Ionizing radiation can cause health risks in a number of ways, including killing things outright at high enough doses. However, the more relevant concern at the low levels of radiation found in a household appliance would be that the radiation could damage the structure of some cells’ DNA, and those cells would run amok – becoming cancer.

However, microwave radiation is non-ionizing: it is not energetic enough to do much more than excite molecular modes or maybe kick a few electrons into a valence band. It can’t cause any more direct damage to you than a walkie-talkie does by blasting you with radio waves, or a household radiator does by bathing you in infrared radiation. Furthermore, it can’t cause any damage to the DNA or cell membranes in the steak or pork chop or broccoli cut or baked potato or whatever else you put in your microwave oven. Even with ionizing radiation, irradiating the steak doesn’t make it radioactive. The result you get is a hot steak, not a carcinogen.

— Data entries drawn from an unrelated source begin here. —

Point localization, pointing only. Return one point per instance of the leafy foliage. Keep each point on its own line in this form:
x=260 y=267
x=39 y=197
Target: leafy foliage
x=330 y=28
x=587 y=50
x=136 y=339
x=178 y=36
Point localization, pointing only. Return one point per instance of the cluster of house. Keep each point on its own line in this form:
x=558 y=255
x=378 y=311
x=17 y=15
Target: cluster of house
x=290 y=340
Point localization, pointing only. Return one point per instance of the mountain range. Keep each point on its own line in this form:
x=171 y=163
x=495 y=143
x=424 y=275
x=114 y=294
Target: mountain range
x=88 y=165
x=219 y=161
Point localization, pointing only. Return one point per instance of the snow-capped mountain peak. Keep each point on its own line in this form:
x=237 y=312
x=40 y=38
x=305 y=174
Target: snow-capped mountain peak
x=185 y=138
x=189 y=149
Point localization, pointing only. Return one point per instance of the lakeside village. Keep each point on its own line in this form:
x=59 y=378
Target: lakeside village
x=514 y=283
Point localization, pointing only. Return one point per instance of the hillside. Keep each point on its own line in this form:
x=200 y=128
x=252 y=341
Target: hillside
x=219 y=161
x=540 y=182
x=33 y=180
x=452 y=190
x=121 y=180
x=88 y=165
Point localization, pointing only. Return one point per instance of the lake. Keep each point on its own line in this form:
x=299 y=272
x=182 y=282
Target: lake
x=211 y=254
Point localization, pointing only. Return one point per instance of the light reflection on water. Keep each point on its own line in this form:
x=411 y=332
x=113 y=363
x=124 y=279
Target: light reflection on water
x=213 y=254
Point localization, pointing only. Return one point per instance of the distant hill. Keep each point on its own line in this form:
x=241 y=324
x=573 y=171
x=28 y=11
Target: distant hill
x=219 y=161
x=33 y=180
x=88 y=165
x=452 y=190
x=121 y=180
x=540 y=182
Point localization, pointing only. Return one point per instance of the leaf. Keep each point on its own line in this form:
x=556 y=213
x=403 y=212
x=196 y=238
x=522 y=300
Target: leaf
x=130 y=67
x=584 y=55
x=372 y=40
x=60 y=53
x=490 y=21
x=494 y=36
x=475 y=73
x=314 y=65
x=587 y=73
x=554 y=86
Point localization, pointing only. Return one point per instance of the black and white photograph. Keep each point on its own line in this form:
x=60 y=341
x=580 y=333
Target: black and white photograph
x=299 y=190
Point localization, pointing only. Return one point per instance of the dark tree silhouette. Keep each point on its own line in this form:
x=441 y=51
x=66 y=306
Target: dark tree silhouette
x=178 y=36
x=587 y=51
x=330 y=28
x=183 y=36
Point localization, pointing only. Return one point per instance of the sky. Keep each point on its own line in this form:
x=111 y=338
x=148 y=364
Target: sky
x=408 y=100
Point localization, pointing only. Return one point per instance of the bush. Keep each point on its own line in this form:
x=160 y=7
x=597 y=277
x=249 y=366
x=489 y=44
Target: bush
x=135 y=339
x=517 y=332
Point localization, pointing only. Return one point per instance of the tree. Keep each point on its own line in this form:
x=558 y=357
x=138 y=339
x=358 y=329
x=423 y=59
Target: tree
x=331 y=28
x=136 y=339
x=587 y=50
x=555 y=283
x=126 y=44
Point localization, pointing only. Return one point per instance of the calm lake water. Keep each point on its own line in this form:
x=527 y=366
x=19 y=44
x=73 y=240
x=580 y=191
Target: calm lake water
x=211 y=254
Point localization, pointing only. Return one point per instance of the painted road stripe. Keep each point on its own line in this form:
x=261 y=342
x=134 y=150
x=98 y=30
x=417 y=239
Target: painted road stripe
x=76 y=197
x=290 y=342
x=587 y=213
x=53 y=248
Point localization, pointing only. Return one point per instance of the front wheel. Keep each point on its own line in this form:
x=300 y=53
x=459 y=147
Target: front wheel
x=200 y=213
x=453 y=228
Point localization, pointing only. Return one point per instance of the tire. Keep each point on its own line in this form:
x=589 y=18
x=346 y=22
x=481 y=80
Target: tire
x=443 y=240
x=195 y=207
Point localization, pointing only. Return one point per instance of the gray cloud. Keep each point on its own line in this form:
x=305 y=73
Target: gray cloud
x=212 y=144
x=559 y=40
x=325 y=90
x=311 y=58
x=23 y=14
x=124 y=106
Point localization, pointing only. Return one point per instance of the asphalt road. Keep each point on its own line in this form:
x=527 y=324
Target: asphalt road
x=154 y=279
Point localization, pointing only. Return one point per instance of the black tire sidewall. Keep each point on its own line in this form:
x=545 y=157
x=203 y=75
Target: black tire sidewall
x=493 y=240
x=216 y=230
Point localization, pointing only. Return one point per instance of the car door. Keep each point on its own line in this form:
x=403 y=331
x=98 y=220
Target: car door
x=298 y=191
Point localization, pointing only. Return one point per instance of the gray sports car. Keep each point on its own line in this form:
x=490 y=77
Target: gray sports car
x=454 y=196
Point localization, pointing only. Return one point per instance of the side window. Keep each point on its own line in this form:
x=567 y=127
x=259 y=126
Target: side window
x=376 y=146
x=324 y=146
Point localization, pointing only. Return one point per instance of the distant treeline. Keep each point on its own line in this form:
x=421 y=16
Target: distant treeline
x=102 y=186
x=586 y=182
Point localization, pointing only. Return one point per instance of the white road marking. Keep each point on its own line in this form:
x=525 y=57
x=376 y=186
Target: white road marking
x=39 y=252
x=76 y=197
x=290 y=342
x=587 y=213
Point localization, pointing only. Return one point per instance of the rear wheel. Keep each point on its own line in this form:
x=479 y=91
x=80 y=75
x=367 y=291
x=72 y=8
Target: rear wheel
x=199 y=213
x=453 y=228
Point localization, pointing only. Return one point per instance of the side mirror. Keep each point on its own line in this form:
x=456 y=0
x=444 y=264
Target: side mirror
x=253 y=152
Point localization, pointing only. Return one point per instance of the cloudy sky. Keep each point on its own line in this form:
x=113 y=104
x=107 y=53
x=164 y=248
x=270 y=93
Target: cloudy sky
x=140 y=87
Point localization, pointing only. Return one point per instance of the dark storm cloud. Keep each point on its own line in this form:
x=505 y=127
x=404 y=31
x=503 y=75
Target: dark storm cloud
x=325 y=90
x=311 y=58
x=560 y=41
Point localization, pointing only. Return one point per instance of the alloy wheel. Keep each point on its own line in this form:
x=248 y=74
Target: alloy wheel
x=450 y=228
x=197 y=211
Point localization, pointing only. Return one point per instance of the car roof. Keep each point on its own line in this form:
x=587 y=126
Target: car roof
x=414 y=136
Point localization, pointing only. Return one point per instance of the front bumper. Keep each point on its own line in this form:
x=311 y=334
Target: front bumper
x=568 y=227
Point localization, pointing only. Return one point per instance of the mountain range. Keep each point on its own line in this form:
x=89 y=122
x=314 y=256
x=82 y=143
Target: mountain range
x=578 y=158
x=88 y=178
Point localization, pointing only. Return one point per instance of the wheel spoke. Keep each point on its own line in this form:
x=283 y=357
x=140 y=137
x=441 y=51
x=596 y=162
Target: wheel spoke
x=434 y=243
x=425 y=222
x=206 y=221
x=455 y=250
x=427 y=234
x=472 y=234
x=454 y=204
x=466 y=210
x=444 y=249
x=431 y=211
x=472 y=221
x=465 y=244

So, here is a person who knows that microwaves work by radiation, and that radiation causes cancer. But this person doesn’t realize that the physical mechanisms in each case are different, that the food cannot transfer the effects of radiation to you by being eaten, and that there is no syllogism here. But I wonder just how pervasive this kind of thing is: would this person be surprised if I shined a flashlight on them, and then announced – accurately and truthfully – that I was irradiating them? And how many other people are out there with similar misconceptions?

It strikes me that this sort of incomplete knowledge is a little dangerous, because it creates fear where none should exist. And there are many forces out there that would love for us to receive only partial knowledge, because then we can be driven by those constructed fears. If only more people could be motivated to pursue a fuller understanding of science…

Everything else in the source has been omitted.